I have only been gone 12 days, but it feels like so much longer. This was the most I ever struggled with leaving Kibera. The night we left, I could barely say goodbye to the footballers because of all my tears, and as Edwin and I pulled out of the neighborhood, he gave the security guard 100 shillings ($1), nothing by American standards. But the man’s face lit up in gratefulness, and he asked us in Swahili, “Are you coming back?” Edwin just smiled and said yes, because we do believe that we are coming back. Of course the man did not understand that we weren’t coming back that night or the next day. And I cried, and I grabbed Edwin’s hand and I just kept crying. Because even though Kibera is dirty, I have seen beauty rising from the dirt in the face of each person GORP reaches.

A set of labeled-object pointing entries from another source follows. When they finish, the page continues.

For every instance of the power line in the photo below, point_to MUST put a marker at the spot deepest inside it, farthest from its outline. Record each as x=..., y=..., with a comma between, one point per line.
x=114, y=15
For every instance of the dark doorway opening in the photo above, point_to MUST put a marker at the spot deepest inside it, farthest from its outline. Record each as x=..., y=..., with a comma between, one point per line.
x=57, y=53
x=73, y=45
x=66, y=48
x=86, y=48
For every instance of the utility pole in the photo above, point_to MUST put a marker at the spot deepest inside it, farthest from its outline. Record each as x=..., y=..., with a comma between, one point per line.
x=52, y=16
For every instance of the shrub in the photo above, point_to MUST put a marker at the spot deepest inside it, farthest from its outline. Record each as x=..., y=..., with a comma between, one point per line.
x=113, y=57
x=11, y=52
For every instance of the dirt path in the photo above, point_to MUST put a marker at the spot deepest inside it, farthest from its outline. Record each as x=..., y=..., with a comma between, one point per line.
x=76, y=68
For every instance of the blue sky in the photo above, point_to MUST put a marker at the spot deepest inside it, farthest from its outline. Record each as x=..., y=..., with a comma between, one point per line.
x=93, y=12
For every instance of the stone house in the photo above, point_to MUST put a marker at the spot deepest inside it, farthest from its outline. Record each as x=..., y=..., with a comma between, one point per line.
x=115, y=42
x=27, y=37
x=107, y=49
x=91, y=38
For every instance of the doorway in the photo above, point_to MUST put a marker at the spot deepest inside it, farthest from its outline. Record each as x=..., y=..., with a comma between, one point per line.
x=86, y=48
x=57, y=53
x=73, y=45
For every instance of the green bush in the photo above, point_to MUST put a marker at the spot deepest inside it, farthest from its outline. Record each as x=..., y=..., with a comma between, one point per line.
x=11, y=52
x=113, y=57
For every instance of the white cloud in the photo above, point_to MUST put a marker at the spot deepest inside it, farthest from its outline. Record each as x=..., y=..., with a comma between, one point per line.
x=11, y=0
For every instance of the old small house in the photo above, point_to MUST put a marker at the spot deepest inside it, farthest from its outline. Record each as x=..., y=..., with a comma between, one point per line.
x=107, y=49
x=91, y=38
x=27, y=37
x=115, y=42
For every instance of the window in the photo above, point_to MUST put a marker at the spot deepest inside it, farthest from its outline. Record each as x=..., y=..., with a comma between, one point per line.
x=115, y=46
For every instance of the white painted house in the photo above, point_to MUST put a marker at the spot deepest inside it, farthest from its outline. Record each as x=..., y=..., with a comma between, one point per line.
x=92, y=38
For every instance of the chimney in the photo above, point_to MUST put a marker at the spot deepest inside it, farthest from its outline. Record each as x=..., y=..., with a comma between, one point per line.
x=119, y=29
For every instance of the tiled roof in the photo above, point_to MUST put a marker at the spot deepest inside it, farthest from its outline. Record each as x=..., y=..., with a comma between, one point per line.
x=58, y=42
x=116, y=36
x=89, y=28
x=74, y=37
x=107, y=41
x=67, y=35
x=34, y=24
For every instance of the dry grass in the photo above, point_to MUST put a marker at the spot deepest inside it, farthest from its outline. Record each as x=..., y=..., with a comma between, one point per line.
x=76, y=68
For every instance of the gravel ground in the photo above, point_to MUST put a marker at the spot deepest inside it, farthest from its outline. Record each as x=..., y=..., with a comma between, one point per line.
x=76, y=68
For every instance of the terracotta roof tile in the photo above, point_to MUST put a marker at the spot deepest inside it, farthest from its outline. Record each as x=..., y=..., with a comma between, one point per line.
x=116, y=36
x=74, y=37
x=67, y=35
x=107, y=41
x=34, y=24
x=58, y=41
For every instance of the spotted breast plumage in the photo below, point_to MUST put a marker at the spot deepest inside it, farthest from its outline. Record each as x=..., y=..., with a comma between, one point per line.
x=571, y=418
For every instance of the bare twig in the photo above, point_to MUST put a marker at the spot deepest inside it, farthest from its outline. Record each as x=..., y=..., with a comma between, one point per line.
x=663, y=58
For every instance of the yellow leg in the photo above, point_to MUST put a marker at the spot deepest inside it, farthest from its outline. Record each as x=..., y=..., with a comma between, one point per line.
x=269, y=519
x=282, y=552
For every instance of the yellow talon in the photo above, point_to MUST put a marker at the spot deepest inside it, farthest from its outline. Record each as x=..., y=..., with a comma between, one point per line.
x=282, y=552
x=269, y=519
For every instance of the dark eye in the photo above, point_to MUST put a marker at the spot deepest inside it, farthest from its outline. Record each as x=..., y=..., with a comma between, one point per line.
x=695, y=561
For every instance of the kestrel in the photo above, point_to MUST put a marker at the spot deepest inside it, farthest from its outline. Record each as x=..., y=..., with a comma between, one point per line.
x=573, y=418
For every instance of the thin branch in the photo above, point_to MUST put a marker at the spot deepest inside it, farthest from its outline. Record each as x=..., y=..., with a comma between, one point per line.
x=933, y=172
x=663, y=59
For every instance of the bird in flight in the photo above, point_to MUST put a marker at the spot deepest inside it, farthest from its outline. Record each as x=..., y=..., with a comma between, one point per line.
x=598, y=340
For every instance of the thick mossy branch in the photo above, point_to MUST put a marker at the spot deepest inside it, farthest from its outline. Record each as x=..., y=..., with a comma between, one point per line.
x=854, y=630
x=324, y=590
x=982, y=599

And I am still crying because I do not want to picture Kibera the way that it is now, the way that the newspapers tell me it is, the way my friends say it is. Because these election protests are right by our building, these gunshots are right outside the homes of our Kenyan friends. Fortunately, today Naomi was able to make her way to the workshop and Skype with me. With no camera on our Kenyan laptop, I could only hear her, and every noise seemed to be amplified more than normal. I could make out some children playing next door and the hawks crossing overhead numerous times. She told me about stories she’s heard of men being pulled from their houses in the middle of the night to defend their area; she told me that it’s nerve-racking to sleep with gunshots piercing the night. She said she’s okay and the unrest has temporarily ceased but that they’re all waiting until morning to see what happens next. I asked her about one of the local election races and she said she didn’t know who’d won, and the winners were not her concern.
Her concern was for peace.
In another area of the slum, where many of our footballers live, things have been much calmer and people have been able to go out of their houses, but not always very far. Gomez, our goalie, told me he wanted to go to church on Sunday, but it wasn’t safe to leave Kibera, so they’d probably be having church in their house. And while I admire his positive spirit, it shouldn’t have to be like this.
Our concern is for peace.
Can you join with me in making peace your concern? Pray for Kibera, for people to be able to go back to work, for safety on the streets, for no violence, and for a renewed hope in God’s power.